Five New York doctors were indicted on Thursday for allegedly issuing unnecessary prescriptions for more than 8.5 million opioid pills from "drug mills," resulting in deaths overdoses, NBC News reported.
Geoffrey Berman, the U.S. Attorney for the Southern District of New York, said this week that the charges come at a time when the nation is gripped by an opioid epidemic “of epic proportions.”
The National Institute of Drug Abuse estimated that more than 115 people die after overdosing on opioids each day and that prescriptions were costing the U.S. $78.5 billion a year.
Considering these figures, Berman said the five indicted doctors “were drug dealers in white coats” who issued out prescriptions out of “greed,” according to NBC News.

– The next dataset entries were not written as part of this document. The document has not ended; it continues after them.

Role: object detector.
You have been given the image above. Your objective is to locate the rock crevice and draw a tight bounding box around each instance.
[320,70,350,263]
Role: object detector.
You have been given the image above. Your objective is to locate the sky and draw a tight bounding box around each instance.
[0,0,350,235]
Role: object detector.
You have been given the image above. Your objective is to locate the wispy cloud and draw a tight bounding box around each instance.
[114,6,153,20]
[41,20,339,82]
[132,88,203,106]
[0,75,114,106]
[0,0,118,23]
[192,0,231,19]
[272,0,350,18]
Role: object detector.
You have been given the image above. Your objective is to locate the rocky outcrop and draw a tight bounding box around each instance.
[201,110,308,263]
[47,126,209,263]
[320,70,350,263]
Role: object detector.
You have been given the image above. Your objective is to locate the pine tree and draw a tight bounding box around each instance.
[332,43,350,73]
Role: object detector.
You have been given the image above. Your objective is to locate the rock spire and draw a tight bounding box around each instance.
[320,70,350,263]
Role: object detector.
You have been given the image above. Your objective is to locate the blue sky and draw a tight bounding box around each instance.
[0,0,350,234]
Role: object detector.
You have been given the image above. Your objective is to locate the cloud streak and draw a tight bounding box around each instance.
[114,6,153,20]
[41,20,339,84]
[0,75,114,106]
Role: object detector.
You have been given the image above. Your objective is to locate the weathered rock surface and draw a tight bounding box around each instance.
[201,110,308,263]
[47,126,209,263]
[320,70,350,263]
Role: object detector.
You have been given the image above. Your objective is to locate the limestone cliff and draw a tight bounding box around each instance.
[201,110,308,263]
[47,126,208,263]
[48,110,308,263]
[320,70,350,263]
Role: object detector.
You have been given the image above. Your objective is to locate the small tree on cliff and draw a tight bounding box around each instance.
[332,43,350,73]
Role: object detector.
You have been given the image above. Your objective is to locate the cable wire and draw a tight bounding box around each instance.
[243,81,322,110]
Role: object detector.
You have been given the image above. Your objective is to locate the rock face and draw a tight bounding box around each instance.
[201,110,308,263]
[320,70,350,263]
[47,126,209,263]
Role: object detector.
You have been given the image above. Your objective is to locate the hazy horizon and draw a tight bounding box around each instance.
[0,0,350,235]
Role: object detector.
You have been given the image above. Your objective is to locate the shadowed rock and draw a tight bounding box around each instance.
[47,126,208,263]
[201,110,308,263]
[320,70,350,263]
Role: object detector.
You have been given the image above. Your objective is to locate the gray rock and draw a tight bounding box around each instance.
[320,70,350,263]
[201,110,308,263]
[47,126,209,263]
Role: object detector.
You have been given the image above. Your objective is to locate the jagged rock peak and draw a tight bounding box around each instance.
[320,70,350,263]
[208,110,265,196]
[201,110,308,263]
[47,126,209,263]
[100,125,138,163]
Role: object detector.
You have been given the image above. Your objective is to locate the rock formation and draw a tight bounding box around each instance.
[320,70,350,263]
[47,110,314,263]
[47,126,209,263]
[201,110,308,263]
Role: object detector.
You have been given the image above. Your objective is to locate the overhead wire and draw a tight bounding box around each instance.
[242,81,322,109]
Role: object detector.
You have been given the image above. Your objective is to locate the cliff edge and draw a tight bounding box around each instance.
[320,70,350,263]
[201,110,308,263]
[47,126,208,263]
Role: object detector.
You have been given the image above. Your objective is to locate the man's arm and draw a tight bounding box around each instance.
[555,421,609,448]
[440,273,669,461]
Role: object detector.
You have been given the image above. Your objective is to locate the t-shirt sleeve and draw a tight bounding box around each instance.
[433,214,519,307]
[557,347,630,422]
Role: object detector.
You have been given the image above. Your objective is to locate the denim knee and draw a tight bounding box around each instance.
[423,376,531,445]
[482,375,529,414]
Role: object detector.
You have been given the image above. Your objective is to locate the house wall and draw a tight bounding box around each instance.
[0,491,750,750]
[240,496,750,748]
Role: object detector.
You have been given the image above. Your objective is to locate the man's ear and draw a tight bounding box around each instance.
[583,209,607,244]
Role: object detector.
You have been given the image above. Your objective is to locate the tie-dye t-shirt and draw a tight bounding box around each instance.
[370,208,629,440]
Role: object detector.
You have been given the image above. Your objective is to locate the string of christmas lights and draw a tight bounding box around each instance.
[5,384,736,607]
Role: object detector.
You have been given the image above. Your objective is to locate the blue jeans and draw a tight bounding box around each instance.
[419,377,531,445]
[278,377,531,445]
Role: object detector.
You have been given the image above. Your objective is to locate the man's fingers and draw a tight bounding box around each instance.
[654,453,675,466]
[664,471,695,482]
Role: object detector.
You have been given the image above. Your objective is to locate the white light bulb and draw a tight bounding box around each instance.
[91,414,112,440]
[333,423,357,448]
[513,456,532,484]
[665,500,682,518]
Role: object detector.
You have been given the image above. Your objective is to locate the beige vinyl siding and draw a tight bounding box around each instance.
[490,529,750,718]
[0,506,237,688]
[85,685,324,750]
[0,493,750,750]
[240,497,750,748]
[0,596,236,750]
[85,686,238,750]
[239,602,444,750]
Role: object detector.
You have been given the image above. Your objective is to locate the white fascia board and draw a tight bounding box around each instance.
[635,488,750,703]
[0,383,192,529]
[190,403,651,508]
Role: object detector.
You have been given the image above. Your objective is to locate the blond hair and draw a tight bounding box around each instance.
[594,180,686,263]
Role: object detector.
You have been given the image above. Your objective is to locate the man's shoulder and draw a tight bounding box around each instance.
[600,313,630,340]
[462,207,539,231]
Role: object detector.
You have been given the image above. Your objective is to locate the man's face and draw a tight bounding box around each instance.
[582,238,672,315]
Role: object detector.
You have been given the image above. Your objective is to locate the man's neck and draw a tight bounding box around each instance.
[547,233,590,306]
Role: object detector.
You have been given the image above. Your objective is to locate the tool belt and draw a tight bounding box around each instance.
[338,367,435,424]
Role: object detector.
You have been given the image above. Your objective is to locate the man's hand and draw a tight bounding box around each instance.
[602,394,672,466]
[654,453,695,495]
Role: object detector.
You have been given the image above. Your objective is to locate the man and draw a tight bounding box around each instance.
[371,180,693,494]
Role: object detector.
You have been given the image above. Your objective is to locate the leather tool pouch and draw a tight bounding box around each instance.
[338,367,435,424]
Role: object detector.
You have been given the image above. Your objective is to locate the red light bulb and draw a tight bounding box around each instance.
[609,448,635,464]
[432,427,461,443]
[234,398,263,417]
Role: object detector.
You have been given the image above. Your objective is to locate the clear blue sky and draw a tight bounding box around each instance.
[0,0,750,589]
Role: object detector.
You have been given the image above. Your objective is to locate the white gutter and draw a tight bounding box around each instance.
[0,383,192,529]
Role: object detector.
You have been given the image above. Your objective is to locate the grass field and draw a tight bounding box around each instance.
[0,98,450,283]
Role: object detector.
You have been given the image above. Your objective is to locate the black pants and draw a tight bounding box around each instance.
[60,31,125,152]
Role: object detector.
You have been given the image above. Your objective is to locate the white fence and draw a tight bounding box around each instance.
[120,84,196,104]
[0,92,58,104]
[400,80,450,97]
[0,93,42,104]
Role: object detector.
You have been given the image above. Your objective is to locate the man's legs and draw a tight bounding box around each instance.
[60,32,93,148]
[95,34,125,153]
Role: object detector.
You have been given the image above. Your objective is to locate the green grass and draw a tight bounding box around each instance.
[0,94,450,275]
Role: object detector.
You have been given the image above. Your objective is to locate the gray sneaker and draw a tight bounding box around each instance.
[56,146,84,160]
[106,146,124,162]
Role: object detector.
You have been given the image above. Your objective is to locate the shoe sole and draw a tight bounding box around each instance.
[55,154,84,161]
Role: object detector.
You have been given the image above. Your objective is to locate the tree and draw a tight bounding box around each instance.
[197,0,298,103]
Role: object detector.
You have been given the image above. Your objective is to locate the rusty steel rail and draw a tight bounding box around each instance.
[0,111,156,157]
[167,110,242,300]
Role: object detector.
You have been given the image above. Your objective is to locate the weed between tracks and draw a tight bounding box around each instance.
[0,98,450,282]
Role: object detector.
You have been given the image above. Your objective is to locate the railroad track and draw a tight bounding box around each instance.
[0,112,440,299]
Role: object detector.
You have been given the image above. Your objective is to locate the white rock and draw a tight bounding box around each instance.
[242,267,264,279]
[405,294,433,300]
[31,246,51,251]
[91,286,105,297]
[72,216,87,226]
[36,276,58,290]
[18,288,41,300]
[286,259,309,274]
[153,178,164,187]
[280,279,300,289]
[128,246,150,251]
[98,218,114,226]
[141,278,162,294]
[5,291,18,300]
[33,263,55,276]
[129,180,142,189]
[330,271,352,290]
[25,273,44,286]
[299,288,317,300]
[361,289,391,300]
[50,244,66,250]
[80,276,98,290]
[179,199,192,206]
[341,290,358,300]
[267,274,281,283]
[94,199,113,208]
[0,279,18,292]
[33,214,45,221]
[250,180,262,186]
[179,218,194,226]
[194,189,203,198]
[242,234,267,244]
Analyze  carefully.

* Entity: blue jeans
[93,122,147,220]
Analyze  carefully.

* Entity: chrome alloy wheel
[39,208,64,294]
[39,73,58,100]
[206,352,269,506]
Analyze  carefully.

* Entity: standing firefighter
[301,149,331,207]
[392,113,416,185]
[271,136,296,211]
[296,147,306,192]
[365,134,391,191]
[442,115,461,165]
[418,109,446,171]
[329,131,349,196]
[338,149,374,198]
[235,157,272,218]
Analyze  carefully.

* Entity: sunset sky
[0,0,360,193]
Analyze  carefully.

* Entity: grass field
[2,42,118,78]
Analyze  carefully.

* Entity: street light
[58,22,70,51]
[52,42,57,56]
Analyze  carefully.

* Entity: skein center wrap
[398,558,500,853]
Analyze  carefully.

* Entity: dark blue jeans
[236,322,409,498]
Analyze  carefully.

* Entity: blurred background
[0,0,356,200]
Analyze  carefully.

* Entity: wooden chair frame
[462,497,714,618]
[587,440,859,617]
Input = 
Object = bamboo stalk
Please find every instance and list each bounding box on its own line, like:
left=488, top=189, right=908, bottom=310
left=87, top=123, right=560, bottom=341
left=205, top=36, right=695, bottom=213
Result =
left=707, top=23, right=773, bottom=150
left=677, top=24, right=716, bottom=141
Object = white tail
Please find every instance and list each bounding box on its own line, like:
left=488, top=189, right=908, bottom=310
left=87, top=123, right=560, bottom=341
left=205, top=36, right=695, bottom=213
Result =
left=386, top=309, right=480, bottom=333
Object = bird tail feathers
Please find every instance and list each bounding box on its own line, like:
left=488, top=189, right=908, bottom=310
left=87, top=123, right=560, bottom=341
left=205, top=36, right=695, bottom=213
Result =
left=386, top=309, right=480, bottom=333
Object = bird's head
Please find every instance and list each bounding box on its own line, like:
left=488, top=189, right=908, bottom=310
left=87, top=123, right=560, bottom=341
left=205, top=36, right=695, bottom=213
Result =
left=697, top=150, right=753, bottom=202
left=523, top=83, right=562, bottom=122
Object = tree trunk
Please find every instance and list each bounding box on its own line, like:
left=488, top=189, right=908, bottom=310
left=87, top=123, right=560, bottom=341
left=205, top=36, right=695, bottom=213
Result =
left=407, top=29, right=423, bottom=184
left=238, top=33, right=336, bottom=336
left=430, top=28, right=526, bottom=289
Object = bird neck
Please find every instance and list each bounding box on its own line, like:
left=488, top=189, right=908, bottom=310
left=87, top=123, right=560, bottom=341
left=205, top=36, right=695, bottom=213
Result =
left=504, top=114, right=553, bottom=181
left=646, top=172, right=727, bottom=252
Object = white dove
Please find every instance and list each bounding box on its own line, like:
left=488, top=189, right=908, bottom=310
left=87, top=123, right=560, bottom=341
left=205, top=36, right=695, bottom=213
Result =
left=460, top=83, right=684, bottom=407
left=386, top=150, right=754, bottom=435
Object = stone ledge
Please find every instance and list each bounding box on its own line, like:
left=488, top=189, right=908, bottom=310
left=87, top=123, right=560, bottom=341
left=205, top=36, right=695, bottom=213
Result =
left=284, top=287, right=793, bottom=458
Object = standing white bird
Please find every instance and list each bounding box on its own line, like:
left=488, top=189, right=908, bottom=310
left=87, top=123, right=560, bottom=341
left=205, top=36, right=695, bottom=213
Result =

The most prolific case was of Dr. Dante Cubangbang, who allegedly issued 4.6 million oxycodone pills over six years.
He was previously charged for violating a probation that arose after authorities found him guilty of neglecting to check his patient’s medical histories and failing to keep accurate records.
Cubangbang operated with three associates, who were all charged.
Among them was nurse John Gargan, who prescribed 1.6 million oxycodone pills, as well as office manager Michael Kellerman and their “crew chief” Loran Piquant, NBC reported.
Federal prosecutors also charged Dr. Carl Anderson, who allegedly distributed close to one million oxycodone pills over 12 years and is believed to have handed mass quantities of pills to Arthur Grande, who was charged as a suspected street dealer.
According to The New York Times, several of Anderson’s patients overdosed and died.
Manhattan psychiatrist Anthony Pietropinto is alleged to have been responsible for issuing prescriptions for thousands of pills that lead to at least one overdose death.
“These are people who’ve taken an oath to help their patients,” Berman said, according to the Times. “They should be on the first line of defense to combat this type of opioid abuse and instead they’re part of the problem.”